The Adventures of Paisley
Blue
This morning I am feeling somewhat mellow, happy, just in an all-around chillin' mood. I wish I didn't have to work today. *grin*
Yesterday I had an enlightening visit with my therapist. I suppose I should assign nicknames to each therapist, since there are two of them. I will call her Peace.
After telling her the events of the past week, focusing on the relationships in my life, she asked several questions, and then answered mine. In her opinion, she thinks my relationship with Michael is a typical, caring partnership. That warmed my heart to hear that. It's kinda funny because a lot of things I told her about I don't remember ever experiencing before, but I hope to again and again in the future.

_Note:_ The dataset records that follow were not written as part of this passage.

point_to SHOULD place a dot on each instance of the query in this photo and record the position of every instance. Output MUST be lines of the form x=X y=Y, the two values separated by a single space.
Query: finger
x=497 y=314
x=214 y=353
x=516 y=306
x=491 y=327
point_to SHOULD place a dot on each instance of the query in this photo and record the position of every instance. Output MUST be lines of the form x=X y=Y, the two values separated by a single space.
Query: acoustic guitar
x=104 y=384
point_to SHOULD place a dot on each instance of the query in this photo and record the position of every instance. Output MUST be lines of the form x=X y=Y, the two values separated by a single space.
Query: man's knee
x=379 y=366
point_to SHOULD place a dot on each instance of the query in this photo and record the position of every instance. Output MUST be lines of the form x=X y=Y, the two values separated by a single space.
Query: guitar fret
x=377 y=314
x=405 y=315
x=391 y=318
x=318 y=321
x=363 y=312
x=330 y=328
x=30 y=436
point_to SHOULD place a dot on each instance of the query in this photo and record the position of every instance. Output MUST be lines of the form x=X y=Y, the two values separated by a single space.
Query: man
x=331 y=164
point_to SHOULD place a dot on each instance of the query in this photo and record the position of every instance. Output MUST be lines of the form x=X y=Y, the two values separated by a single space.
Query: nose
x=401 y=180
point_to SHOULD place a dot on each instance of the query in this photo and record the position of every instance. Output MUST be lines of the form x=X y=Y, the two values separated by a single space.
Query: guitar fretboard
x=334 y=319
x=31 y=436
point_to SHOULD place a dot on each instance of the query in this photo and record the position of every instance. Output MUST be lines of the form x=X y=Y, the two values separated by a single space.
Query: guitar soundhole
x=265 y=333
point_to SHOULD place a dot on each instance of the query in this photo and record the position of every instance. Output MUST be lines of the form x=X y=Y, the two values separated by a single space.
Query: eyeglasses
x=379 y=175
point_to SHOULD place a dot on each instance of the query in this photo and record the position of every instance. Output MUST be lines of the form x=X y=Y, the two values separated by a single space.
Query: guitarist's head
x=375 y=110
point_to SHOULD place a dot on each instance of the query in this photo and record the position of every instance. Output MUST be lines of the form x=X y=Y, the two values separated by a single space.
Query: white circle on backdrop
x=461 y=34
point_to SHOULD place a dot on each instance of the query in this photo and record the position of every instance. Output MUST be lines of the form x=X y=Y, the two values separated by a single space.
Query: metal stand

Last night Angel and I sat on her bed chatting for over an hour. We talked about so many things. One of her revelations was the fact that she had talked about Michael and I with a psychiatrist friend of hers. After relating the facts as she knew them, and then posing a query about our viability together since I am straight and he is gay, the man responded that as far as he could tell, it sounded like a loving relationship and we have the potential for a successful marriage.
These things are nice to hear, especially since I sometimes doubt my ability to judge situations correctly. Remember in earlier entries I just didn't want to get hurt anymore. I suppose by listening to people's reactions and opinions, I am building an idea that those who are objective see our relationship as a good thing.
However, being perfectly honest, I don't need anyone's opinion to know that I love Michael, and that I will do everything in my power to be the best partner I can. I know I cannot make him happy, and I am not totally responsible for the success of our future marriage, but I can be happy myself, and do my part to achieve the kind of future we want together.
Last night I had to take a bus from Peace's office to the downtown area, then transfer to a bus to Kent. In all, it took 2 hours to get home. By the time I got there I was tired and cold. Still, Angel and I managed to cook supper and have it on the table when Michael and Butch got home from work. We felt very domestic. Butch and Michael were a little suspicious at first, because we've never set the table and had food waiting for them like that before. Then they figured that they were being set up for something. Finally they accepted the fact that we had just done it out of the goodness of our hearts.
Then we sat down to play Pinochle, with Angel and I partnering, and Butch and Michael determined to beat us -- and they did.